Le fils n’est plus que sensibilité et faiblesse égoïste. Il est évidemment gracieux et intéressant ; mais quelle race étriquée et débile sortira de lui s’il ose fonder une famille, ce qui n’est même pas sûr ! Toutes les merveilles instructives du voyage sont pour lui enveloppées d’un voile trouble ; il ne vit pas des spectacles nouveaux, il ne se ranime qu’au courrier de France ; et sa principale préoccupation, partout où il passe, est que ses lettres le suivent.

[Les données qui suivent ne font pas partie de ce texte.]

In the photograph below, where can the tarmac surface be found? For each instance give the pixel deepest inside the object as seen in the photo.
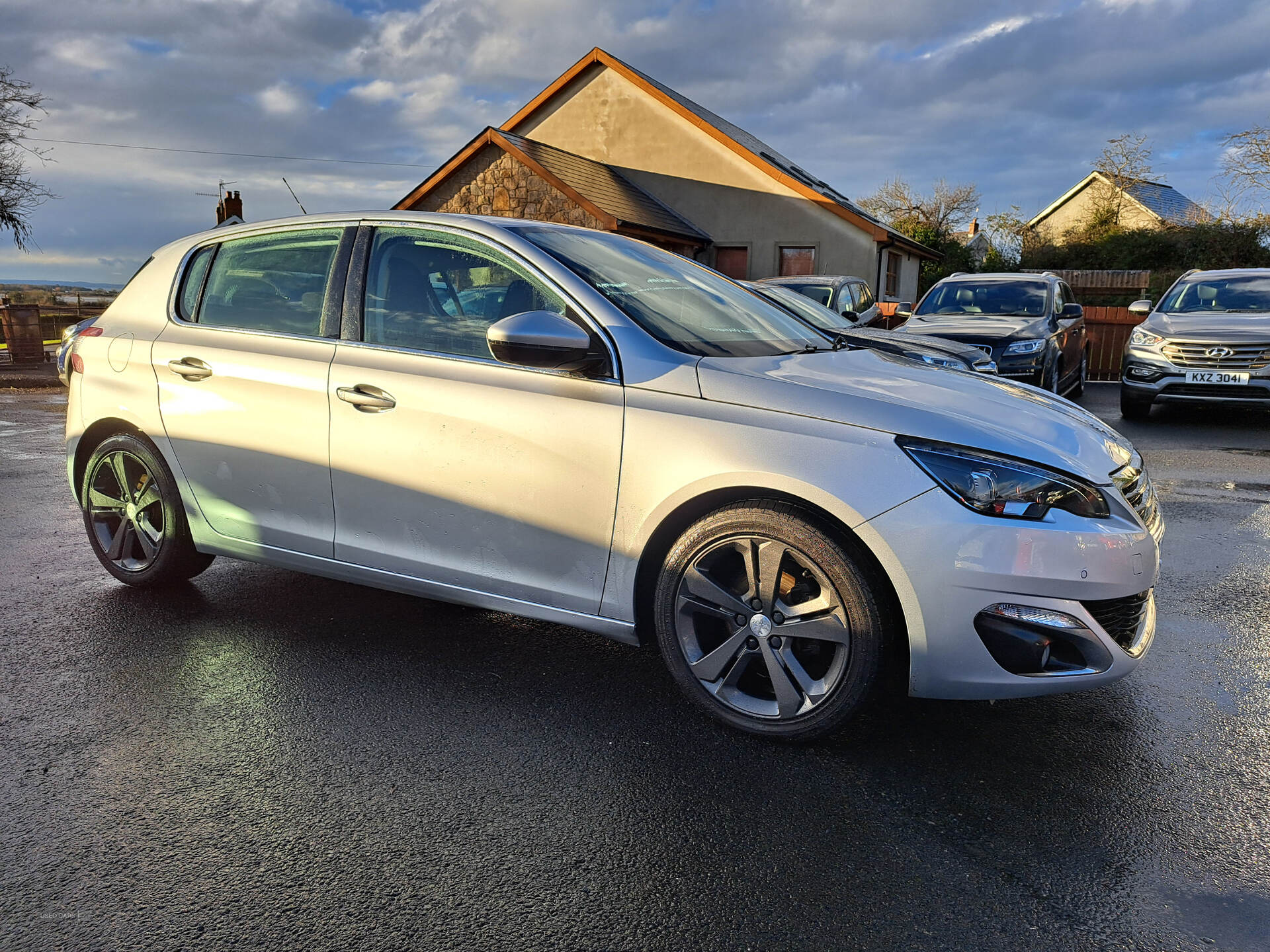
(265, 760)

Dès qu’il a mis le pied dans un hôtel, la première question au manager n’est pas le prix de sa chambre et des voitures, mais s’il y a un Français à la maison. Le domestique qu’il a choisi l’exploite effrontément ; peu importe, pourvu qu’il n’ait pas à faire ses malles, à payer lui-même ses notes et à prendre son ticket à la station. Voulez-vous l’éclairer sur son sort de dupe ? Aussitôt son œil se voile d’un profond chagrin. Il vous supplie de ne pas continuer, de lui rendre le service de le laisser « ne pas savoir », il tient à cette ignorance à moitié feinte. Comme il est intelligent, il se doute bien qu’il est volé, mais il préfère tout supporter plutôt que de réagir.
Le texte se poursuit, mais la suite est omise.